Учитель Гойко принес сверкающую никелем машинку и выстриг на моей голове крест-накрест две полосы, чтобы ныне и впредь засвидетельствовать появление в Верхней Псаче отъявленного вора. Я смотрел то в проолифенный потолок, то на черную доску, то блуждал взглядом по карте Европы, мысленно прощаясь со всеми, кто меня знал. Дежурный, выполняя приказ учителя, повернул портрет президента лицом к стене, так что нигде ни жалости, ни спасения не было, никого, кто мог бы по-человечески понять меня. Состриженные волосы падали к моим ногам. Я и не подозревал, что они такие жесткие и мертвые, и что на моей голове столько лишаев. Потом меня заперли в подвале, забитом сломанными стульями и колыбельками, оставшимися после супружеских учительских пар, которых направляли в верхнепсачскую школу в наказание. Колыбельки эти, казалось, поскрипывали, будто кто-то, спрятавшийся за рассохшейся кадкой, раскачивал их, а из всех углов посверкивали маленькие крысиные глазки. Выпустили меня, только когда вытянулись тени деревьев, а я их побаивался — особенно одного вяза, который скрипел под ветром, как зубы у конокрадов, дравшихся когда-то под его кроной.

Дома мама Срчика прижимала мои ладони к горячей плите и секла меня, голого, березовыми прутьями до тех пор, пока я не описал старое рядно, лежащее у ядовито зеленого комода, а отец Байкула, как только доковылял ночью домой, достриг мою голову как попало, ступеньками; и как только ему хватило силенок так меня уделать! Материны розги не позволяли мне сесть на стул, так что стоял я, прислонившись к косяку, а голову то и дело ронял на грудь, совсем как пьяный отец.
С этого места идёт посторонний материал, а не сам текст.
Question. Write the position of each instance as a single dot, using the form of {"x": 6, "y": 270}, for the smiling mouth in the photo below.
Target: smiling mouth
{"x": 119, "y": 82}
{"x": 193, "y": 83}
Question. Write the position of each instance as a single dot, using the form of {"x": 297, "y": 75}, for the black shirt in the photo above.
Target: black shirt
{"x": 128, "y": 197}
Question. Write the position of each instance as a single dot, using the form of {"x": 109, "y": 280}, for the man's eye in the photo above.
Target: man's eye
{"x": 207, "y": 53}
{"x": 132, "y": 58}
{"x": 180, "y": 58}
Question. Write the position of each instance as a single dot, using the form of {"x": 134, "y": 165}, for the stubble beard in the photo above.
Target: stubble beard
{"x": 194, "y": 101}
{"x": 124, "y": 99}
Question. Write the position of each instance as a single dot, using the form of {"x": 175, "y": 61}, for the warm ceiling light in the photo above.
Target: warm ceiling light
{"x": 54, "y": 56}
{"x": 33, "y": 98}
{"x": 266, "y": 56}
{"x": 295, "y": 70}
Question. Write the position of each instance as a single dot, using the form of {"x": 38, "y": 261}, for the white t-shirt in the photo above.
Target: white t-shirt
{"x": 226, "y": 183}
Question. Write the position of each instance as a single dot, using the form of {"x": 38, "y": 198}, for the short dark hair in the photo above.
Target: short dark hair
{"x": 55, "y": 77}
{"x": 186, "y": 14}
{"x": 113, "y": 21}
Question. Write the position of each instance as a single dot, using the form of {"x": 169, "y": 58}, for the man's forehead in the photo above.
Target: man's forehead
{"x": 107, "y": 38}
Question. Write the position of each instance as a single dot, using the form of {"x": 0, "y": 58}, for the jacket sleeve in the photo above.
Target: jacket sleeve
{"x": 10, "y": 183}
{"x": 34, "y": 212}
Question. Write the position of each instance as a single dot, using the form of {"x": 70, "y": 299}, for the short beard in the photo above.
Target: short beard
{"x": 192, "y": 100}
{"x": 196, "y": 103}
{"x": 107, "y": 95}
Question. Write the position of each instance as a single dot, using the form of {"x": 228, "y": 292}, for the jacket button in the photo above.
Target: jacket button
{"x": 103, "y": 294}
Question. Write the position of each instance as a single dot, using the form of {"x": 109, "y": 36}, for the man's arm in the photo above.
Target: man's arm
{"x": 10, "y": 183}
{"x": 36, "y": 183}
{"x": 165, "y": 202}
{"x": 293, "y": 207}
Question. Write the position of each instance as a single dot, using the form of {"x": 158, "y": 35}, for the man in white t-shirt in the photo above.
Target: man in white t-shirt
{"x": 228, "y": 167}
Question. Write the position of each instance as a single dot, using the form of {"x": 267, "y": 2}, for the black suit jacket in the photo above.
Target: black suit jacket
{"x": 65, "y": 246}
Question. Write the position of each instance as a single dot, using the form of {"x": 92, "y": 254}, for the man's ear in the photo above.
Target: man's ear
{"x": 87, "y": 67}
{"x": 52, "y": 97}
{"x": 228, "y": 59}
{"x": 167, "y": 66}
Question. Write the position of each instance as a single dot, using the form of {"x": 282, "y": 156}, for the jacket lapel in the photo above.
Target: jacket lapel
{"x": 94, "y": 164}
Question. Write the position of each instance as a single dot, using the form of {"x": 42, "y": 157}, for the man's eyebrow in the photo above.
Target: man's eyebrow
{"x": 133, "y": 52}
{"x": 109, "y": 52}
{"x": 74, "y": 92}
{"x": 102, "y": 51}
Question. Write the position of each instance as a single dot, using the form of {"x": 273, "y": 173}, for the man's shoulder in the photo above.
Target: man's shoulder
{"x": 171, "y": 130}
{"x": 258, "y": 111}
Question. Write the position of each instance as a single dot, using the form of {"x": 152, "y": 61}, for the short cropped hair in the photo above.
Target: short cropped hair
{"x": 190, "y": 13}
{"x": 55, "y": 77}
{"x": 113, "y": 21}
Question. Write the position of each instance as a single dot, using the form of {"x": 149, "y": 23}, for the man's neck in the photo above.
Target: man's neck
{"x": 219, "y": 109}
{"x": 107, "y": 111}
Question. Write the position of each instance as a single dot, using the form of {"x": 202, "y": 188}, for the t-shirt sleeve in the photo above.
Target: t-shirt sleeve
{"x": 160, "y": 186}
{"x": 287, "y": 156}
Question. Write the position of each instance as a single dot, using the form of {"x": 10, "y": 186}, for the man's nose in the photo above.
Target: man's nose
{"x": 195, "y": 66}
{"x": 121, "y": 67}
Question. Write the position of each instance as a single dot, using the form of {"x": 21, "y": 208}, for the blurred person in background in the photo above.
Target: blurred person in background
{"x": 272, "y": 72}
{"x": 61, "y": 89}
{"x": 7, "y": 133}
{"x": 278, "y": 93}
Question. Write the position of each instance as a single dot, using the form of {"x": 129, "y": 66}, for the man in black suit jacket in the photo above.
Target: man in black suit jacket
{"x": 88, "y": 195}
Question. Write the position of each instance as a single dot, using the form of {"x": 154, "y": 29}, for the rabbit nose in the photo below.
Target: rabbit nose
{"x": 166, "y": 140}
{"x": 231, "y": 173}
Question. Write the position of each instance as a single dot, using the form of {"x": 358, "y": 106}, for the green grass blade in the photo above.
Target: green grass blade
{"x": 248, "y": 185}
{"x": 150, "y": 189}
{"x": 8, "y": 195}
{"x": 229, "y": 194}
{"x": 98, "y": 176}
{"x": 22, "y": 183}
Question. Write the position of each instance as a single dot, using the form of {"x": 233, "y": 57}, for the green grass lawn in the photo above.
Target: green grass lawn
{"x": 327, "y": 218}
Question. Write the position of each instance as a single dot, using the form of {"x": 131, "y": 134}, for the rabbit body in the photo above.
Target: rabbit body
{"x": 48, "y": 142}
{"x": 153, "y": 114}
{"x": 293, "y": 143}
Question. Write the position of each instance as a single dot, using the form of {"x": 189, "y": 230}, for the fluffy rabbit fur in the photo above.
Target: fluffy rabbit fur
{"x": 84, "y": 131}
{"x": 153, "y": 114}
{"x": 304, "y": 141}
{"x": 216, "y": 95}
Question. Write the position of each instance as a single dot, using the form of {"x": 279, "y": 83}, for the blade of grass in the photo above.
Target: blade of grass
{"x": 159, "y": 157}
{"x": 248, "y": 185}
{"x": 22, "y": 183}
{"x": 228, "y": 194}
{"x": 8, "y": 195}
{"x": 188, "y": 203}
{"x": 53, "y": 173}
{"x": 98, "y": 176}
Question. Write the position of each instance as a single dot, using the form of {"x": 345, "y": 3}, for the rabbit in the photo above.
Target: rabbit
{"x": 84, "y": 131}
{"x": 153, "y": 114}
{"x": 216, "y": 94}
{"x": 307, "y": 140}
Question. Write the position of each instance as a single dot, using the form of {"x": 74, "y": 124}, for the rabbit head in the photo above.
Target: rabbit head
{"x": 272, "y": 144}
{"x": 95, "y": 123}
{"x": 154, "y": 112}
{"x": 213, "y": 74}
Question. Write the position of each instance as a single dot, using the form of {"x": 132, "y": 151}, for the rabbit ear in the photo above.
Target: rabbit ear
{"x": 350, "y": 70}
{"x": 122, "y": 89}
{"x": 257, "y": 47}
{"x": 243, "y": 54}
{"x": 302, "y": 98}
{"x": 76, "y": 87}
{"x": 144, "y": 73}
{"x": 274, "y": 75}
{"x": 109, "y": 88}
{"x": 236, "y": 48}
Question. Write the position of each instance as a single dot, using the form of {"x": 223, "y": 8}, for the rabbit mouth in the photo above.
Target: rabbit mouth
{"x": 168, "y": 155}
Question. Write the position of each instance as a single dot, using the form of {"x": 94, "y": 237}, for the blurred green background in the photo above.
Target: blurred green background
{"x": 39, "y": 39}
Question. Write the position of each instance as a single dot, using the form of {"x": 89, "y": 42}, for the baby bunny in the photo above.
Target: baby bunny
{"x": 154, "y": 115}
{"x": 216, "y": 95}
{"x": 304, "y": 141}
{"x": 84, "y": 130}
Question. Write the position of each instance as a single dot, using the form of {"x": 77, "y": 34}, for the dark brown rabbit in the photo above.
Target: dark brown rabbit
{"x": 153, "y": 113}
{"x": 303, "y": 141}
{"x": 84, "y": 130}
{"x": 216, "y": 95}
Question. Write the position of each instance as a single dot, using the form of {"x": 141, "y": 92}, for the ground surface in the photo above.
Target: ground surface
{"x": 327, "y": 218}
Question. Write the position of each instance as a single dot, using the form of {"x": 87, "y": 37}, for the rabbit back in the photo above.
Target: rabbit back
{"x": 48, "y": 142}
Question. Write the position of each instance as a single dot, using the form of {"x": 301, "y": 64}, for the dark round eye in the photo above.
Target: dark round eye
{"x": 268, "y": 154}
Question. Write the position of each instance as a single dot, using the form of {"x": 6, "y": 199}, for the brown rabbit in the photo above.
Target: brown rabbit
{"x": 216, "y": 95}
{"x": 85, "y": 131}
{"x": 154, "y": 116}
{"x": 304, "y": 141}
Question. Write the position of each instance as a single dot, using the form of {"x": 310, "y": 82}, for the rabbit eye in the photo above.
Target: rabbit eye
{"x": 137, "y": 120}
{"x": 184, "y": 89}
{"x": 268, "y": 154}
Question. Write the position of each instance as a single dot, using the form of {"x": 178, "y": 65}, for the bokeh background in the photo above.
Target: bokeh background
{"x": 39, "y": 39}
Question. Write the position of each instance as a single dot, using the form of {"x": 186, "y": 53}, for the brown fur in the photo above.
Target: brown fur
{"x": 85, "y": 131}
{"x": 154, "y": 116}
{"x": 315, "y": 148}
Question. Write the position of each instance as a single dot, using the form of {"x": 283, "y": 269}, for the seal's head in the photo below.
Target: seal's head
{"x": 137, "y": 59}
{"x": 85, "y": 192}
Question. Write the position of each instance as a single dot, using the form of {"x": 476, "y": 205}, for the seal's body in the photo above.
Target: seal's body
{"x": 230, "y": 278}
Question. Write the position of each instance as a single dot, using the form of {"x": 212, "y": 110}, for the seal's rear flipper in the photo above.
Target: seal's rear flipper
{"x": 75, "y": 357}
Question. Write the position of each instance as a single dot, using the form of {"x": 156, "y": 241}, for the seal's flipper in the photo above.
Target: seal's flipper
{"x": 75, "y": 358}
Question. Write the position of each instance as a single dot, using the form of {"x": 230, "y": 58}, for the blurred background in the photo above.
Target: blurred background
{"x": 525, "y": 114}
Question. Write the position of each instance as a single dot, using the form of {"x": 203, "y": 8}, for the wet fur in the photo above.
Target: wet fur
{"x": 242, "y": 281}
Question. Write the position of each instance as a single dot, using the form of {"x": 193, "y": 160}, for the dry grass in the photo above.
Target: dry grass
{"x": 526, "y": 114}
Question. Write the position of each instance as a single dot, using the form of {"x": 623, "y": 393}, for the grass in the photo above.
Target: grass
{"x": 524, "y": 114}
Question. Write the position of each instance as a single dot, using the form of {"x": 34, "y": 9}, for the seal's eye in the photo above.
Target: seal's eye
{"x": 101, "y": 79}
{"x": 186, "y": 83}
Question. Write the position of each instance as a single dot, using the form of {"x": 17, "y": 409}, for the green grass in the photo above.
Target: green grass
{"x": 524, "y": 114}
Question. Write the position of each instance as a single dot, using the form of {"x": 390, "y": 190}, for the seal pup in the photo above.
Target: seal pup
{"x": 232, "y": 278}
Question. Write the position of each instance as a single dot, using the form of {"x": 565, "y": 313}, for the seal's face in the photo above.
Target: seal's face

После всего этого в школу я пришел только на третий день. Еще на ступеньках Милош Сандарич двинул мне своим ранцем в нос. Прочие встретили меня дружной руганью и дразнилками, а на большой перемене какой-то пес застрял на школьной пасеке, так что учитель Гойко две розги измочалил, пока ни заставил меня вот так, полураздетого, с короткими рукавами и штанинами, влезть прямо в пчелиный рой и отстегнуть на псине ошейник.
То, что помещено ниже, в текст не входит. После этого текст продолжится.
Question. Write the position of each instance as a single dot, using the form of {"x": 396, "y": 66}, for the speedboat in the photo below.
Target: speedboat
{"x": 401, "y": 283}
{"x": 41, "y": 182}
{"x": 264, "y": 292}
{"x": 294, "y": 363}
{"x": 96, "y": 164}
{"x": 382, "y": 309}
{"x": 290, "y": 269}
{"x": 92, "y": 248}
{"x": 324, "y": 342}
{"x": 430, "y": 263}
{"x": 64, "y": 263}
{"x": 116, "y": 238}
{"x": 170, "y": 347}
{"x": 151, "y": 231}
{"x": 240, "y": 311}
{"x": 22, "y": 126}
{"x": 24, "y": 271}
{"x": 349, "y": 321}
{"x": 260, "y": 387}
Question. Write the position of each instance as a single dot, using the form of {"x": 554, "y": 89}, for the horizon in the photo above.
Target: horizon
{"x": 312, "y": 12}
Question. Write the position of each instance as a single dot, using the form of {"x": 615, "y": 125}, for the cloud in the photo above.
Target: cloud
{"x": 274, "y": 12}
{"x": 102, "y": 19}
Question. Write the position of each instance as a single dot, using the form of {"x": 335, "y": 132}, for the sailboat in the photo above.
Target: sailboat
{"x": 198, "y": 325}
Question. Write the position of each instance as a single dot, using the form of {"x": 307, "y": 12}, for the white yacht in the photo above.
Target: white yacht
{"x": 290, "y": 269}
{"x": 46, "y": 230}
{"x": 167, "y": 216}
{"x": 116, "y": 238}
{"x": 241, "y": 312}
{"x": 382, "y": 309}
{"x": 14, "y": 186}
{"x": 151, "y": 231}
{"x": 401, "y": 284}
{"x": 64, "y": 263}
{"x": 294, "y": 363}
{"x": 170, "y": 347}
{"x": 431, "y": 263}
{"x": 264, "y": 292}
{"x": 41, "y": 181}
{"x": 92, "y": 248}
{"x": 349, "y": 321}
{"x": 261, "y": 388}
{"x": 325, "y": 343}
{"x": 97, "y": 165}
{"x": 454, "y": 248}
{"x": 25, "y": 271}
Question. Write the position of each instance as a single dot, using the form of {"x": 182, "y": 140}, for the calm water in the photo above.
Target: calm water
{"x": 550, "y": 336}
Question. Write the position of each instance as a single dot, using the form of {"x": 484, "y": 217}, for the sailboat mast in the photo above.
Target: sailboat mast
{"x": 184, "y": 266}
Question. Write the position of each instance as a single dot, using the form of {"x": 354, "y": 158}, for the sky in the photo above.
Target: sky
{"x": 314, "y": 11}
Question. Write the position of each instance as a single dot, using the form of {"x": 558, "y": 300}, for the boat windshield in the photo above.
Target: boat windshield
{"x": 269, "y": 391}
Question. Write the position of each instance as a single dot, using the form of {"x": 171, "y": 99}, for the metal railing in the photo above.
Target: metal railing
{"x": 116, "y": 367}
Рой разозлился и распух, словно грозовое облако, и загудел вокруг меня.

Рассказывают, тогда отец мой Байкула два дня сидел на крыльце и выстругивал из липового обрубка новую ногу. Рассказывают, как наследство дядья между собой делили; как острыми топорами размахивали; вилы через колено ломали, а дубовые бревна в полтора метра вдоль распластывали. Материли, рассказывают, всё на земле и на небесах сущее, а тетки под занавес доски на полу в нужнике разобрали, так что отец, прямо с только что выструганной ногой, по пояс в братнино говно окунулся, после чего мать его в жестяном корыте выкупала, а новую деревяшку выкинула прямо в тихую ночь, осиянную звездами. Рассказывают, что наутро кобыла Нона заржала; что солнышко пригрело, и двор задымился словно блин на сковородке; что взлетела с тына голодная ворона, каркая так, будто ломоть сыра обронила. Говорят, небеса разверзлись и земля сотряслась, а я не видел ничего и ничего не слышал.
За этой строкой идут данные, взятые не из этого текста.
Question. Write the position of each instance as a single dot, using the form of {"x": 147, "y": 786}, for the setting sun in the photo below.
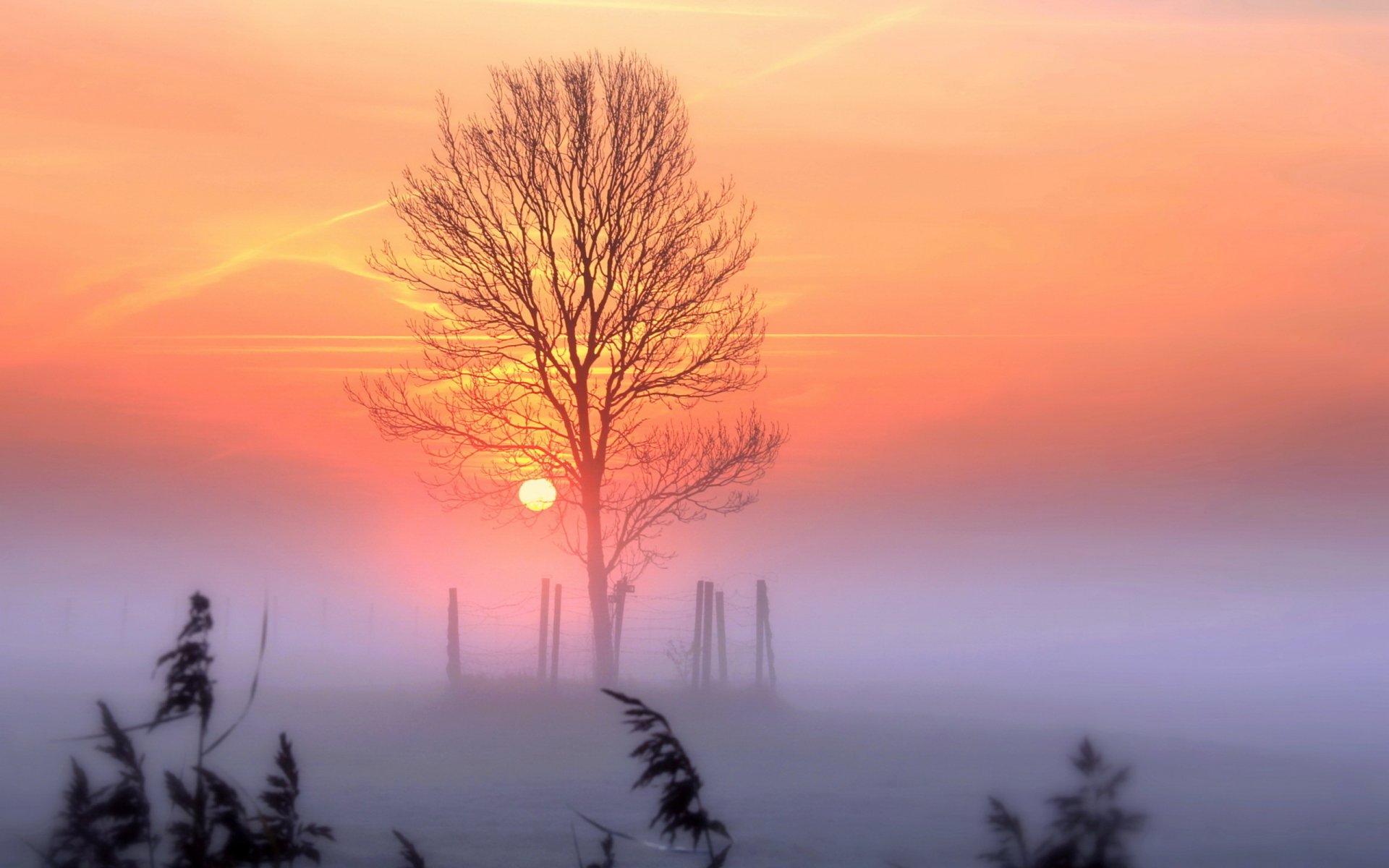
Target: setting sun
{"x": 538, "y": 495}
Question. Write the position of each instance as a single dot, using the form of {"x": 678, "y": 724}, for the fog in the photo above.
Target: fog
{"x": 1248, "y": 697}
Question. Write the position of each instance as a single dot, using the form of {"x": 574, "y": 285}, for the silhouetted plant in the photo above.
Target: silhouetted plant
{"x": 285, "y": 836}
{"x": 679, "y": 809}
{"x": 409, "y": 853}
{"x": 102, "y": 827}
{"x": 208, "y": 827}
{"x": 1089, "y": 830}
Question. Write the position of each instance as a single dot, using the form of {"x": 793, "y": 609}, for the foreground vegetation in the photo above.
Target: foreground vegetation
{"x": 208, "y": 821}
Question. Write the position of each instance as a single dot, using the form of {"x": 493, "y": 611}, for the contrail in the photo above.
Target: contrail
{"x": 173, "y": 289}
{"x": 638, "y": 6}
{"x": 823, "y": 46}
{"x": 810, "y": 52}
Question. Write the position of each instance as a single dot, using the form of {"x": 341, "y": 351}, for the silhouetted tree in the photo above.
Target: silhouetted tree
{"x": 581, "y": 306}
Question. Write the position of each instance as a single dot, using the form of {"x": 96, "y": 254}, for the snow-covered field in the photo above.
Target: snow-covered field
{"x": 492, "y": 775}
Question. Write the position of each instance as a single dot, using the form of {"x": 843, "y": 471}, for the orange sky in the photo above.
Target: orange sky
{"x": 1102, "y": 267}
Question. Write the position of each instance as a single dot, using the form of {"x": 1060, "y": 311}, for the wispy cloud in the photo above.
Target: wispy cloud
{"x": 685, "y": 9}
{"x": 187, "y": 284}
{"x": 820, "y": 48}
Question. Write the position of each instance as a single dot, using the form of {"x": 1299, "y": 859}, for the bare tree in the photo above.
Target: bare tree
{"x": 581, "y": 310}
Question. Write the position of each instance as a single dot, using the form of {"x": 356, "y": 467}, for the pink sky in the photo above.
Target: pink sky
{"x": 1056, "y": 271}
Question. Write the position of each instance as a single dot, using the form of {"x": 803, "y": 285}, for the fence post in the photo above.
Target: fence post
{"x": 762, "y": 628}
{"x": 545, "y": 624}
{"x": 708, "y": 658}
{"x": 454, "y": 670}
{"x": 619, "y": 608}
{"x": 723, "y": 639}
{"x": 555, "y": 643}
{"x": 767, "y": 637}
{"x": 699, "y": 632}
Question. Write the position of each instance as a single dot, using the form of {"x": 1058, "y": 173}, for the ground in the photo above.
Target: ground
{"x": 493, "y": 774}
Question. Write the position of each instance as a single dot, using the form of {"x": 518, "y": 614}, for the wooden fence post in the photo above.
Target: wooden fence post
{"x": 454, "y": 668}
{"x": 619, "y": 608}
{"x": 723, "y": 639}
{"x": 555, "y": 643}
{"x": 762, "y": 628}
{"x": 699, "y": 632}
{"x": 545, "y": 624}
{"x": 708, "y": 658}
{"x": 767, "y": 637}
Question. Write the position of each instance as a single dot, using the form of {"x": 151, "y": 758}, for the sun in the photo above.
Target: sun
{"x": 537, "y": 495}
Весь я распух, как огромный волдырь, и душа моя куда-то утекла. Пчел вытаскивали изо рта моего, из глаз, из ушей и носа. Трясла меня, кружила и бросала в беспамятство дикая лихорадка. Мама Срчика обкладывала меня мясистыми листьями белокопытника и заворачивала в только что содранную овечью шкуру. В сумерках посверкивали в воздухе блестящие вязальные крючки, и кто-то долго отрезал тупым ножом куриные ноги, а бабочка билась в закопченное стекло керосиновой лампы. Меня знобило, но все же я почувствовал ветерок, ворвавшийся в дверь: приехала тетка из Валево и часами, казалось, прикладывала к моему изголовью апельсин — то крохотный, величиной с бусинку, то огромный, размером в тыкву; укладывала его тонкими пальцами, которые пахли так, будто тянулись ко мне из какого-то прекрасного потустороннего мира.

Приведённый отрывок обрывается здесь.